The study showed that UA helped fix this problem. In a special cell-free system, UA helped keep microtubules from falling apart, even when DYRK1A and tau were both present.

The researchers wrote:

“Inhibition of DYRK1A by adding UA dose-dependently stabilized tubulin and increased turbidity.”

More turbidity (cloudiness in the solution) meant more stable microtubules.

The team also studied inflammation. They used BV-2 microglial cells, similar to immune cells in the brain. These cells were exposed to oligomeric amyloid-beta (oAβ)—a toxic form of amyloid protein.

This caused:

• Cell death.
• An increase in inflammatory signals, especially IL-6 and TNF-α.

But the harmful effects were reversed when the cells were pretreated with UA.

“Pretreatment with UA successfully reversed expressions of these inflammatory cytokines,” the study notes.

This means UA might help reduce brain inflammation, which is often a big problem in Alzheimer’s.

The study's final and most exciting part was testing UA in mice. The mice were given okadaic acid, which causes tau phosphorylation and memory problems, similar to Alzheimer’s. Some mice were treated with daily UA injections (100 mg/kg).

The results:

• Mice treated with UA found the hidden platform faster.
• They traveled shorter distances.
• Their memory of the correct area improved.

As the study says:

“Treatment with UA reversed this memory defect… and reduced phosphorylation of Tau at Thr-212 in hippocampal tissue.”

This shows that UA’s benefits in cells also happen in living animals, making it a strong candidate for further testing.

This scientific paper shows that Urolithin A could help protect the brain in many ways:

• It blocks DYRK1A, an enzyme that worsens tau-related brain damage.
• It stops tau protein from becoming over-phosphorylated and harmful.
• It stabilizes brain cell structures called microtubules.
• It lowers inflammation and protects cells from dying.
• It improves memory in mice with Alzheimer’s-like symptoms.
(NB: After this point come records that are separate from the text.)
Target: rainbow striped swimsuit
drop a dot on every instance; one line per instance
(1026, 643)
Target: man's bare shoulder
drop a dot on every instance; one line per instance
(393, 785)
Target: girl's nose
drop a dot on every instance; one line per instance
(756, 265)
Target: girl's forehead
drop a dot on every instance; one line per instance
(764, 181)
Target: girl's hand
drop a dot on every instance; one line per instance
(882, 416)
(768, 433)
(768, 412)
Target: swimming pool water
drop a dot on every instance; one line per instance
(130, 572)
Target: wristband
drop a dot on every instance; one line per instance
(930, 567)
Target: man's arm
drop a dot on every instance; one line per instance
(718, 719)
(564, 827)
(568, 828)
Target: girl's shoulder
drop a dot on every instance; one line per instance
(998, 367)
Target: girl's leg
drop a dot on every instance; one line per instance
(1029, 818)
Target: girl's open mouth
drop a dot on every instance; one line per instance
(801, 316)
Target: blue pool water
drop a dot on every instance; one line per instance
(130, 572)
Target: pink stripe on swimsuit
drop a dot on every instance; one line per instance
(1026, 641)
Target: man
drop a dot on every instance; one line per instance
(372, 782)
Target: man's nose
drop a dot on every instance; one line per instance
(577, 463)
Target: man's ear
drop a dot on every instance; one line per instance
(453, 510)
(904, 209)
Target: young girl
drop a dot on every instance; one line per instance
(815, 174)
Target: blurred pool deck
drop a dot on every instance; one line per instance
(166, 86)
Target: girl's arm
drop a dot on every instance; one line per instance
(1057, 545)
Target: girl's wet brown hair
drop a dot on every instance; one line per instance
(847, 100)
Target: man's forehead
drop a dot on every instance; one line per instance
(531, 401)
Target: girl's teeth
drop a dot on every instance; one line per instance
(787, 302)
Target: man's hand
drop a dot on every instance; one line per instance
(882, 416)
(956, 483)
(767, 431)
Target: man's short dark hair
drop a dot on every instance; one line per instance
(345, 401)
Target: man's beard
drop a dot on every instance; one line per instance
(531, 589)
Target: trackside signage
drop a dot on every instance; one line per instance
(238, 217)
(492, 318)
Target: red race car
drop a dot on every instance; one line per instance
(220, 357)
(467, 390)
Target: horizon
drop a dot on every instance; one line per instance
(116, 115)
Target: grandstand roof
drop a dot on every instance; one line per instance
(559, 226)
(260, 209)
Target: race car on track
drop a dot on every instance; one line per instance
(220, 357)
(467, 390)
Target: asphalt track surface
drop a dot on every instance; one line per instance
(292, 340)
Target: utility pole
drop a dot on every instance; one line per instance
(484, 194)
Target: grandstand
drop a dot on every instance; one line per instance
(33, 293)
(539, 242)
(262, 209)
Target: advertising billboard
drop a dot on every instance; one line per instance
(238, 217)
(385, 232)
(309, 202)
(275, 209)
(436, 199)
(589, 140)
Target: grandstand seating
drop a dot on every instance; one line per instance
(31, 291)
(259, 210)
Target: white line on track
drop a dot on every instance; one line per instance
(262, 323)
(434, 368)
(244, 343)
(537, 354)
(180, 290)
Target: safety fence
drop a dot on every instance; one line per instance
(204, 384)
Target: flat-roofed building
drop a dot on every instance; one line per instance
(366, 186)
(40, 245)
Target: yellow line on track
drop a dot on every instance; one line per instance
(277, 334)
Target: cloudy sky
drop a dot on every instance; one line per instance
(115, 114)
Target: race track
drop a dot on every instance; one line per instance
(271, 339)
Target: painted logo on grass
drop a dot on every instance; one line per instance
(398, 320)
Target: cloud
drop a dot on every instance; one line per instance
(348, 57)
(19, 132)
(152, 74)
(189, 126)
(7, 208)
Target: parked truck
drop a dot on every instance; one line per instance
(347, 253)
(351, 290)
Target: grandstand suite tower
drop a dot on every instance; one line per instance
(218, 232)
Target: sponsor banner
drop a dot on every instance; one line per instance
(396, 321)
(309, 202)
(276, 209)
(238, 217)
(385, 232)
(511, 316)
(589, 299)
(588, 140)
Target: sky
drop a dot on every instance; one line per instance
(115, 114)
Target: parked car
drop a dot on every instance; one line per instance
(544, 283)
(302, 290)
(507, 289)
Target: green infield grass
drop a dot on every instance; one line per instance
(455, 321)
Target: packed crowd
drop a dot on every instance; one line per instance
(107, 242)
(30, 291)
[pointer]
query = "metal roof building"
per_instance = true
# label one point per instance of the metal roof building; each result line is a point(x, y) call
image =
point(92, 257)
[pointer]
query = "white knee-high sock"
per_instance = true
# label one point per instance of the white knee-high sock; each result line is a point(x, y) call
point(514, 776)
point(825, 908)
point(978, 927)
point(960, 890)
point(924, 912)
Because UA comes from natural sources like pomegranates and is already made in the human body, it may be a safe option to explore as a daily supplement for brain health. The fact that UA can cross the blood-brain barrier makes it even more promising.

However, scientists stress that more research is needed, especially in human trials, to see if these results apply to people.

The study offers strong evidence that Urolithin A has neuroprotective powers. By targeting the enzyme DYRK1A, UA blocks one of the key steps in Alzheimer’s progression—tau phosphorylation. It also calms inflammation, protects neurons, and improves memory in animal models.

Because UA is safe, natural, and already present in the body, it has enormous potential to be developed as a supplement for brain health or early Alzheimer’s prevention. If future studies confirm these results in humans, UA could become a simple but powerful way to help fight Alzheimer’s disease naturally.